Thermo-Mechanical Analysis and Process Optimization of Sand Casting for Aluminum Alloy Components: A General Mechanics Study

Abstract

This paper presents a professional general-mechanics study of metal casting, with emphasis on gravity sand casting of an aluminum-silicon component. The work combines heat-transfer theory, fluid-flow constraints, feeding mechanics, shrinkage-risk prediction, and mechanical-property estimation into a single analytical-numerical framework. The central objective is to determine how pouring temperature, mold preheat, gate velocity, and riser modulus ratio affect filling time, solidification time, cooling rate, shrinkage porosity, ultimate tensile strength, hardness, and an integrated quality index.

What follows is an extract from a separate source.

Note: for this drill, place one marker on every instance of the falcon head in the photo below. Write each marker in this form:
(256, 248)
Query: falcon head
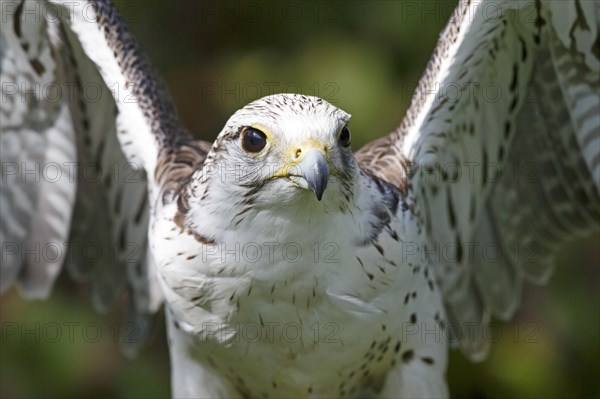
(283, 148)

The model is intentionally transparent and editable: Chvorinov’s rule is used for solidification scaling, a simplified gating equation is used for filling, a feeding-based shrinkage index is used for porosity risk, and a cooling-rate relation is used to estimate microstructural refinement and strength. A nine-case design matrix is evaluated for a representative Al-Si casting. The results show that raising the riser-to-casting modulus ratio from 1.05 to 1.35 can reduce predicted shrinkage porosity from approximately 5.82% to below 2.20%, while increasing the quality index from about 49.5 to more than 78. The recommended balanced condition is a pouring temperature near 720 degC, mold preheat near 80 degC, riser modulus ratio near 1.35, and moderate gate velocity around 0.35-0.40 m/s. Under this condition, the model predicts shrinkage porosity of about 1.92%, ultimate tensile strength of about 153.6 MPa, and a quality index of 82.4/100. The numerical results are not claimed as experimental measurements; they represent a reproducible engineering case study suitable for design comparison, teaching, and preliminary foundry-process optimization.